After only two years of existence the Washington Community Fire District is hitting its stride and delivering on promises made to the taxpayers who created it.
In April 2016 voters approved the creation of the district that covers a 55-square-mile radius surrounding the 10-square-mile city of Washington fire district.
In a strange twist of circumstances, although voters approved the creation of the district, they did not approve a 30-cent tax funding source in the April 2016 election.
Instead, proponents regrouped and got the funding passed in August 2016.
District President Don Wildt says the four-month snafu cost the district about $75,000 before it could spend a penny toward its promises to the district residents.
“It cost us $15,000 for election fees and another $58,000 in lost taxes,” Wildt said. “We started out losing. So, now our five-year plan will actually take closer to six years.”
He added the five-member fire district board of directors are 100 percent pro-firefighter.
“We try to give the firemen whatever they want,” Wildt said. “They are the ones who know what they need and we trust them.”
Fire Chief Tim Frankenberg explained the plan sold to taxpayers to convince them to form the district was to make extensive upgrades to Station 5 in Krakow and purchase a new tanker and pumper to serve that portion of the community.
Because of the high start-up and operating costs, and zero revenues at the beginning, the fire district also entered into an agreement with the city of Washington to help offset costs of workers’ compensation and fleet insurance.
That plan was to give the city 10 percent of the tax revenues the first year, then increase it by 10 percent each year up to 50 percent annually.
“It was the most feasible economically,” Frankenberg said. “The agreement has worked out very well and the cooperation between the city and the district has been great. I can’t say enough good things about it.”
Wildt explained the fire district brings in about $475,000 annually and last year budgeted about $413,000 for the promised improvements and the payment to the city of Washington.
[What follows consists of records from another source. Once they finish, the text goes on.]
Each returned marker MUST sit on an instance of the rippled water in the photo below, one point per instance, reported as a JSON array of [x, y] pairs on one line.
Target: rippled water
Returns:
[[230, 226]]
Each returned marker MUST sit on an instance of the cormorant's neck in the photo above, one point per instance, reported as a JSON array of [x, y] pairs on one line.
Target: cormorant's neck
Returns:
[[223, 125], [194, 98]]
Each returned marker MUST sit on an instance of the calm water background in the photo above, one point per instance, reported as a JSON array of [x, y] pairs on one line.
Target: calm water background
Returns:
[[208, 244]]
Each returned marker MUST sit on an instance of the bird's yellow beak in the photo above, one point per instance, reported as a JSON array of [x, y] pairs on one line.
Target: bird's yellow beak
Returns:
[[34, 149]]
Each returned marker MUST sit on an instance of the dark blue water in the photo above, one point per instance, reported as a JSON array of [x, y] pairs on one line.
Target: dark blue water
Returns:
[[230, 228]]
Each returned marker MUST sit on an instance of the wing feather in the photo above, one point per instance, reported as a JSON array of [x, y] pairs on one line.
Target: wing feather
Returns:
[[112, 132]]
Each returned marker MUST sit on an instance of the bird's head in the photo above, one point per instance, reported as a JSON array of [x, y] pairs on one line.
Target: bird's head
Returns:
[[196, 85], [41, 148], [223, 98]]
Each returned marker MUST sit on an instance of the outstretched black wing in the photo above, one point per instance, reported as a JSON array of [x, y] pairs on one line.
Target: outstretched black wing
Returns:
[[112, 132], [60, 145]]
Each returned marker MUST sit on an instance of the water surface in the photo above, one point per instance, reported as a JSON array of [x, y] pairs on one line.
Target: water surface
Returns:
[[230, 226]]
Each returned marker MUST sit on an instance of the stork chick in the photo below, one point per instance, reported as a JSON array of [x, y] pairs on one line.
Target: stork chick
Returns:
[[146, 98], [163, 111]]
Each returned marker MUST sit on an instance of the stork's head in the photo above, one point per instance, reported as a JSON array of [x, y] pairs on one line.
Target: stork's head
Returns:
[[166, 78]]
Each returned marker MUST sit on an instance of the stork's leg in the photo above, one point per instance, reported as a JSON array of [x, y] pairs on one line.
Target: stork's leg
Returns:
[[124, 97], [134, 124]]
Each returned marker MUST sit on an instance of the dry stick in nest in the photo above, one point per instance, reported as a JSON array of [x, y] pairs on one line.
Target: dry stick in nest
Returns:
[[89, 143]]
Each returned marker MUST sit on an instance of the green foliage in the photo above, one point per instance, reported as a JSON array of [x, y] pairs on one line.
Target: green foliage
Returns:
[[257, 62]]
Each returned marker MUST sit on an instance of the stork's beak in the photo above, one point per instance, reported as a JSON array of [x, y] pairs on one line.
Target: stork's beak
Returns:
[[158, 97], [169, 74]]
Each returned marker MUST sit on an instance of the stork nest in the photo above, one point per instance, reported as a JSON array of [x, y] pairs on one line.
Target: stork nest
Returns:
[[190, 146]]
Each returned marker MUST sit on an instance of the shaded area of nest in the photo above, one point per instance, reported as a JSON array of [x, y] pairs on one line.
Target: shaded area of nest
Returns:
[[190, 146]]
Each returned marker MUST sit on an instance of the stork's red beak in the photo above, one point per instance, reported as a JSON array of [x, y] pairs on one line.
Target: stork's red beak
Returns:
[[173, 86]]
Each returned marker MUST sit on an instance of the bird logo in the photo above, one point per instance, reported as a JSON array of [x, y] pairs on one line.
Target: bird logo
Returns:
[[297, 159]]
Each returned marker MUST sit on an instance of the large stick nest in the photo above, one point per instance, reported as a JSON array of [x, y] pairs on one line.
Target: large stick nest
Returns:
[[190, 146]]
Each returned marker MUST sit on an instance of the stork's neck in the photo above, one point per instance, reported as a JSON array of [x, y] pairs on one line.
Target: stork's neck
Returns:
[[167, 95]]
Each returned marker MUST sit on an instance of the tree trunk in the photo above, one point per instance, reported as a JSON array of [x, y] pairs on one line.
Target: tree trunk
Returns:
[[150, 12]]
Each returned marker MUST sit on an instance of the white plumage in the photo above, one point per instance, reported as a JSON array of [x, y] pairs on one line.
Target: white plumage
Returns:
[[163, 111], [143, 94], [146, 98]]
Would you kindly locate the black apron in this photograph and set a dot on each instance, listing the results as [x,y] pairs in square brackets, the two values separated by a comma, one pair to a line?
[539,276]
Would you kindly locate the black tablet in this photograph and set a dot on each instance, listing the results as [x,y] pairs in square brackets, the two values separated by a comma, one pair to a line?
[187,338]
Since the formation of the district, it has spent more than $92,000 on the upgrades to Station 5, including concrete, structural, electrical, and roofing and painting, just to name a few. Much of the work has been done by the firefighters themselves.
“That station was built in 1989 and has had no major improvements,” Frankenberg said. “There was not a funding source, so it was basically just being kept afloat. Now we can make the improvements.”
He added the installation of a new fire alarm at the building may have already been worth every penny.
“It basically paid for itself in the first month,” Frankenberg said. “There were batteries that were overheating and it was filling the station with hydrogen gas.”
The nearly $100,000 station upgrades included the installation of wall beds and upgrades to make the station inhabitable if the future need arises for firefighters to sleep there.
Just before the beginning of 2018, a 2,100-gallon tanker was purchased to be housed at Station 5 to bring much needed water to the rural areas where no fire hydrants are located.
“The truck cost the district $257,000 with no equipment,” Frankenberg said. “Then we had to buy about another $15,000 in loose equipment.”
The new pumper is expected to be delivered in August and will come with a price tag of $504,000.
Frankenberg said he can consistently rely on about 11 firefighters to respond to Station 5 if calls come in for that area. They are backed up by manpower and apparatus from the other Washington stations as well.
“The majority of those calls are car wrecks on Highways A and KK,” Frankenberg said. “We can always use more volunteers in the Krakow area.”
Next up for the district will be further development of a donated piece of property in the Campbellton area for yet another new station to serve residents in that area.
Another major task is replacing the self-contained breathing apparatuses (SCBA) firefighters wear into hazardous conditions.
Frankenberg said the replacements will cost about $300,000, but the city will be able to take advantage of the city/district partnership to apply for grants through the lower funded district.
To highlight how far the district has come in its first two years, an open house will be held at Station 5 Sunday, June 2, from noon to 4 p.m.
Frankenberg encourages residents in that area to come out and see the improvements to the station, see the new tanker and design plans for the new pumper, which also will be on display.
“We’ve been wanting to do this for a while, we just needed time to make the improvements and have something to show the residents,” he said. “There will be house tours, truck tours and activities for kids. We are kind of dovetailing with the St. Gertrude Parish picnic across the street.”